> Now that being said, I think the GPU/SIMT model of vector computing is just mu...

> Now that being said, I think the GPU/SIMT model of vector computing is just much smarter.

I'm not sure. For an argument in favor of vectors, see https://riscv.org/wp-content/uploads/2015/06/riscv-vector-wo...

> Why let me jump through all these hoops of masking and compiler optimizations if all I want is a branch and an early exit for a specific set of values? GPU schedulers and drivers make this easy to use and with somewhat predictable performance results.

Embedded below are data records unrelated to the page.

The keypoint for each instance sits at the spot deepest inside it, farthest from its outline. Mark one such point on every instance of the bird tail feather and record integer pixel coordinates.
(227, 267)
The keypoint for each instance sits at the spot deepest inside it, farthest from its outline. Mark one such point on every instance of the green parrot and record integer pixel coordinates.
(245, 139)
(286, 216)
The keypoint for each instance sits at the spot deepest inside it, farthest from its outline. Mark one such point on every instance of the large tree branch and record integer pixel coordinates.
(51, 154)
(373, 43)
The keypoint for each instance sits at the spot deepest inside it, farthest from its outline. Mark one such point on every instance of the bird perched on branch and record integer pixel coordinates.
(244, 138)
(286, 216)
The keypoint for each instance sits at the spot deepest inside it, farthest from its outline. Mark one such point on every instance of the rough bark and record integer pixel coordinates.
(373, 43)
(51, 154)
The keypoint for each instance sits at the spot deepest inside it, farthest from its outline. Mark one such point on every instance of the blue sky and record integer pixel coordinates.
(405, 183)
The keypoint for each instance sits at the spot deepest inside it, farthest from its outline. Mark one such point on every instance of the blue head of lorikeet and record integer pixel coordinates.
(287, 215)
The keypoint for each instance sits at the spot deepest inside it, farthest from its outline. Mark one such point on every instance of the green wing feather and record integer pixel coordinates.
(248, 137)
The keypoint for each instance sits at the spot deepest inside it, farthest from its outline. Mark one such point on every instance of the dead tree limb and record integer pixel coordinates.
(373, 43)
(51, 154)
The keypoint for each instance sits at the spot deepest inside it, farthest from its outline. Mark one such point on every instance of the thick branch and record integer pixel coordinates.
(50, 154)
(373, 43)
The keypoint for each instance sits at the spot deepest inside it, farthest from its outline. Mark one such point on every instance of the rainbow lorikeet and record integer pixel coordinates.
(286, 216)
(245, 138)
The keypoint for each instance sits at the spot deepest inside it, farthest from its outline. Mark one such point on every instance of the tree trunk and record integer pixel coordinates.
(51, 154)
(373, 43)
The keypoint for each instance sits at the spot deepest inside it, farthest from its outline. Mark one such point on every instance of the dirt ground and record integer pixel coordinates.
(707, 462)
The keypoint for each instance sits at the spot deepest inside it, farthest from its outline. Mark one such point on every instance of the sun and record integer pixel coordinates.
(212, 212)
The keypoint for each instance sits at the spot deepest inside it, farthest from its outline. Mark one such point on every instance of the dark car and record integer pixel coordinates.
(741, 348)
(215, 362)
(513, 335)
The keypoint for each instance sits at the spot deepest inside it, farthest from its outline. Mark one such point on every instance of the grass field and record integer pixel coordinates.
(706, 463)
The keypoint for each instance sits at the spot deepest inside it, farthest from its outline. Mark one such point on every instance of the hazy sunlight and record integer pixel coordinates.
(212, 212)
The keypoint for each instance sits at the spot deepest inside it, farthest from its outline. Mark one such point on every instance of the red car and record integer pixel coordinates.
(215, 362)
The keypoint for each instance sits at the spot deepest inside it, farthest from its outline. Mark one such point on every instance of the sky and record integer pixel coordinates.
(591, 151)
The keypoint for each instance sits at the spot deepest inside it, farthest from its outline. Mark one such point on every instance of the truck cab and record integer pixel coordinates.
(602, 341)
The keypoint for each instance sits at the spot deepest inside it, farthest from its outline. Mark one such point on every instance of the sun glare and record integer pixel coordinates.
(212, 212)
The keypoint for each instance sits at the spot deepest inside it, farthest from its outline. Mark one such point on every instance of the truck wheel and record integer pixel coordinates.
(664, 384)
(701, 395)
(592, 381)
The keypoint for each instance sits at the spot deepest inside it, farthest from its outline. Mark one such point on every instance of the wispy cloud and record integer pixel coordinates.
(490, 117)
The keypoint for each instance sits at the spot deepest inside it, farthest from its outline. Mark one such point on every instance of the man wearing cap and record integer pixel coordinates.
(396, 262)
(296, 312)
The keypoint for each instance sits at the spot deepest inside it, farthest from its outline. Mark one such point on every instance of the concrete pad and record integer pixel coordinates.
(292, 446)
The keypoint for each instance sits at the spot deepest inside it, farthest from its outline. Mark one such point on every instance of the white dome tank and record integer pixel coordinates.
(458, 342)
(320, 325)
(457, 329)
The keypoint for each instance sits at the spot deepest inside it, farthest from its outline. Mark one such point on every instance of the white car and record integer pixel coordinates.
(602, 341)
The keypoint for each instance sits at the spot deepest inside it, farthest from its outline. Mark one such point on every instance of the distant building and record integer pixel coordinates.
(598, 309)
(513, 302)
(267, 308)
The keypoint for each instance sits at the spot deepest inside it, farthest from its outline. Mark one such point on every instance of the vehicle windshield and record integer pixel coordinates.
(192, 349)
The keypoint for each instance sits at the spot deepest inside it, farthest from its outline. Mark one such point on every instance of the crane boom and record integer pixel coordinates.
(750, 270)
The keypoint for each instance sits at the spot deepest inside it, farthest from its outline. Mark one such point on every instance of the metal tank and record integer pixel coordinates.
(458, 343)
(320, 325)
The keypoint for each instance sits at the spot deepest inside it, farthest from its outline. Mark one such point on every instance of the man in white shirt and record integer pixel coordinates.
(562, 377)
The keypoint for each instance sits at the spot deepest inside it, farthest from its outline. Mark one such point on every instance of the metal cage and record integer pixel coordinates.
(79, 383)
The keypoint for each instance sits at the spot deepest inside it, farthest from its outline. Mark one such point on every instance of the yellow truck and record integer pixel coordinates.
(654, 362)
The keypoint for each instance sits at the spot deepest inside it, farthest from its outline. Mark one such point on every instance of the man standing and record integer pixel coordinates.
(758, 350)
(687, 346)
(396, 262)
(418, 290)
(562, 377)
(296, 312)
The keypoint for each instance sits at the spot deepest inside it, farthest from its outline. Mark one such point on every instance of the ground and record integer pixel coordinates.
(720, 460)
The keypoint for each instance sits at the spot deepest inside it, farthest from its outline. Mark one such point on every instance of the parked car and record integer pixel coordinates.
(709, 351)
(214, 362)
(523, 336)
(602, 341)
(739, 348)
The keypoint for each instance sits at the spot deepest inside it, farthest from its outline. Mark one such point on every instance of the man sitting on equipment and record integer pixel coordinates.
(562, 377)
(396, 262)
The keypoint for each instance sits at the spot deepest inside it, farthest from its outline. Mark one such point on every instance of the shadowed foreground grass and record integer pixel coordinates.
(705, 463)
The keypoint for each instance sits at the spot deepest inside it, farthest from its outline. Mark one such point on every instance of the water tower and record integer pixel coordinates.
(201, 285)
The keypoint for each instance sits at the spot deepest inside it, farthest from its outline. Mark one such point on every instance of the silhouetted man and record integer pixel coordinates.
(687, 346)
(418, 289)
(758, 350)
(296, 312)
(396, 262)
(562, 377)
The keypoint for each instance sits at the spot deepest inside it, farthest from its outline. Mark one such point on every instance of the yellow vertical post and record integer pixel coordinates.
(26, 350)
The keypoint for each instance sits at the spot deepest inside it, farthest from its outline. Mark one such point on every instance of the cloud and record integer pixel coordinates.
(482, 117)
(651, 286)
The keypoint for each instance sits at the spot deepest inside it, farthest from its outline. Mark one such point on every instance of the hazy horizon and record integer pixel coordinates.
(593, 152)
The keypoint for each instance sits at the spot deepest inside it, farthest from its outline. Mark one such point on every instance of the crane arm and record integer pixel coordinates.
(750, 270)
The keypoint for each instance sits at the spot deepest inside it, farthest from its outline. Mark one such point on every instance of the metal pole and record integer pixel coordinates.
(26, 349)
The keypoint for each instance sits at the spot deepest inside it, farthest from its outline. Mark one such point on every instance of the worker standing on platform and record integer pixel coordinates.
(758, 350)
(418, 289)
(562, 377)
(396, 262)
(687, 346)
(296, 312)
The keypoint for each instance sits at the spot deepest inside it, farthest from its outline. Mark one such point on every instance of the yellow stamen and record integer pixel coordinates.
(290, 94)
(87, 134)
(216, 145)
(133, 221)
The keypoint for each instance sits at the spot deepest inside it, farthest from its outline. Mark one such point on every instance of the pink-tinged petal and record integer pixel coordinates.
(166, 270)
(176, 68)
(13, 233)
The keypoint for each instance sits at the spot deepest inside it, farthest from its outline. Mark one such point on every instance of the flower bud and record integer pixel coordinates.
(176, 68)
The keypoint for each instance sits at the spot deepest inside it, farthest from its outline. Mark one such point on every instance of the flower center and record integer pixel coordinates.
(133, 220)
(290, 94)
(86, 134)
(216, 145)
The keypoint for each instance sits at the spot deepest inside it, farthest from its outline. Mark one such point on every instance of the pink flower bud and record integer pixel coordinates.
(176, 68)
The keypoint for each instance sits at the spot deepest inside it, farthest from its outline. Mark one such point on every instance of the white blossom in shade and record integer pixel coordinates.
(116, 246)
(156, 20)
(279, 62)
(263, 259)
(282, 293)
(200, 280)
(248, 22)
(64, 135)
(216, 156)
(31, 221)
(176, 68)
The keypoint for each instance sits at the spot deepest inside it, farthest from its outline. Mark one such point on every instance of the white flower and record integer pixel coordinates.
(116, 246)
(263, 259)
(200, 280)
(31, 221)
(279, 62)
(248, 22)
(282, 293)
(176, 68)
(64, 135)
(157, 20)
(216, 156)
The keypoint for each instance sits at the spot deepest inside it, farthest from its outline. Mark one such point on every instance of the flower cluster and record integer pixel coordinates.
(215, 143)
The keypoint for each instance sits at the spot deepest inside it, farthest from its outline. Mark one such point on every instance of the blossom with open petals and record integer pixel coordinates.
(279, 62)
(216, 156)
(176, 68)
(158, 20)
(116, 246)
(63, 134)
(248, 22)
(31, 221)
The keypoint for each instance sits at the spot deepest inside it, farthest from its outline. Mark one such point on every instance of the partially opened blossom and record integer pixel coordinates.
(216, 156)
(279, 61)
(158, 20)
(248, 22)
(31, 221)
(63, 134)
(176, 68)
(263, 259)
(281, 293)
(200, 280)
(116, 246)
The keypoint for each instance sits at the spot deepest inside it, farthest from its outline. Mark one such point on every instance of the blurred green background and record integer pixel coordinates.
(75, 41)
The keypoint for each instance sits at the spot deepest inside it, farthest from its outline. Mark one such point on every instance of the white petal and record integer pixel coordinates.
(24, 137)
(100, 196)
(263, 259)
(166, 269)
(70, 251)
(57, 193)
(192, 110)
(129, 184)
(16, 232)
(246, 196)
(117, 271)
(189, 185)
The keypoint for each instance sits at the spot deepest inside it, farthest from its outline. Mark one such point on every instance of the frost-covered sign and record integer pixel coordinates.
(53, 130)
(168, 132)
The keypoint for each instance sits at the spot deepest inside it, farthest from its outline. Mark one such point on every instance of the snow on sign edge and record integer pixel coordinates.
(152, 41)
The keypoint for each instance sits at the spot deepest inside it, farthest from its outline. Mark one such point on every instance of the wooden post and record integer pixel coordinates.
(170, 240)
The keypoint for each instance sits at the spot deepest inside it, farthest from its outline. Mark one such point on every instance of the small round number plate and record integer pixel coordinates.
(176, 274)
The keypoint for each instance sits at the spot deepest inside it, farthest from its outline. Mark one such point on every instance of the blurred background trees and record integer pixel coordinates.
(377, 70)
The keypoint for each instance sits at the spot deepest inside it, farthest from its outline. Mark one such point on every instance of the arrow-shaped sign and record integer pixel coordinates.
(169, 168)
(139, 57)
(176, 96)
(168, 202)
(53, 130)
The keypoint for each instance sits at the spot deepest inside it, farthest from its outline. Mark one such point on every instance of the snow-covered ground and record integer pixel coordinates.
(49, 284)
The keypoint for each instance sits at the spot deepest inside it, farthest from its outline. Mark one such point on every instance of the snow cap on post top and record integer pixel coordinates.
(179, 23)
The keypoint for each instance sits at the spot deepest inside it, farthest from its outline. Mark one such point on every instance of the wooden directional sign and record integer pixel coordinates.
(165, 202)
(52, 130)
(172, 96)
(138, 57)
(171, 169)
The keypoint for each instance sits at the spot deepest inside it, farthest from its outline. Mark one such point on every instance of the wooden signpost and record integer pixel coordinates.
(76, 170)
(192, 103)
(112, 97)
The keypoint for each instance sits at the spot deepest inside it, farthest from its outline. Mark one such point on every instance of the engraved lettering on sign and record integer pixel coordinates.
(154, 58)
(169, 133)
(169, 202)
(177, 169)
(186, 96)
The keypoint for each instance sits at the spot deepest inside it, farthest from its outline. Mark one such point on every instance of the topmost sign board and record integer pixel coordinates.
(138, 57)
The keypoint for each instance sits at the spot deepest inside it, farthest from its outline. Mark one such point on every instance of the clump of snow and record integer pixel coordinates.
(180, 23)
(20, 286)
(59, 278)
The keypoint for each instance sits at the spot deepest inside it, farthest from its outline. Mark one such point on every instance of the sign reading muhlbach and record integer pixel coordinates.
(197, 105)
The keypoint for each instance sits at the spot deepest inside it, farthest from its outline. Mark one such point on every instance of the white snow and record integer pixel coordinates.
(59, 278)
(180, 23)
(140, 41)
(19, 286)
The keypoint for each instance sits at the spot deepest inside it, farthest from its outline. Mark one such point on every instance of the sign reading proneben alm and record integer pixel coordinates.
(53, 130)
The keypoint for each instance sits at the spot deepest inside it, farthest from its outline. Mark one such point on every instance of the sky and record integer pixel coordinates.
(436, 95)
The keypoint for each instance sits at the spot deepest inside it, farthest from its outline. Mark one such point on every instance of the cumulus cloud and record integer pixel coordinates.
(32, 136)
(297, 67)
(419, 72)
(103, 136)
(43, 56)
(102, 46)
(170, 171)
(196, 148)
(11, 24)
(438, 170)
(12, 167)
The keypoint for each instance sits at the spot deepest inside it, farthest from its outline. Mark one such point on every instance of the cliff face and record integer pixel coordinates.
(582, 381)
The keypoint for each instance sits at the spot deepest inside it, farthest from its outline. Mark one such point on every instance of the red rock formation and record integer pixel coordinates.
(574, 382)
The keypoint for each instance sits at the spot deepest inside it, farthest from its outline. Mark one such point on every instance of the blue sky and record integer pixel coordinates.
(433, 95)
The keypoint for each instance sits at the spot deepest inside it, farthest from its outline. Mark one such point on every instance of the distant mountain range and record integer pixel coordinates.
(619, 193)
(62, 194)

If the underlying hw is SIMD (vectors) and not SIMT anyway, as Nvidia hw apparently is, why should I have to go through the effort of rewriting my code in CUDA, and hope that some opaque driver will manage to turn that into efficient vector code?

I mean, ideally I'd just like to write C/C++/Fortran/Julia/Haskell/whatever code, and the compiler would autovectorize it.

> Furthermore (and probably more importantly), why is Intel putting this amount of compute power on a CPU without significantly upgrading memory bandwidth?

Flops are cheap, bw expensive. But yeah, certainly the are many applications that would benefit from a much better bw/flops ratio.

Then again, with the latest Teslas you have 16 GB with awesome bw, after that you're trying to feed the firehose through the PCIe straw.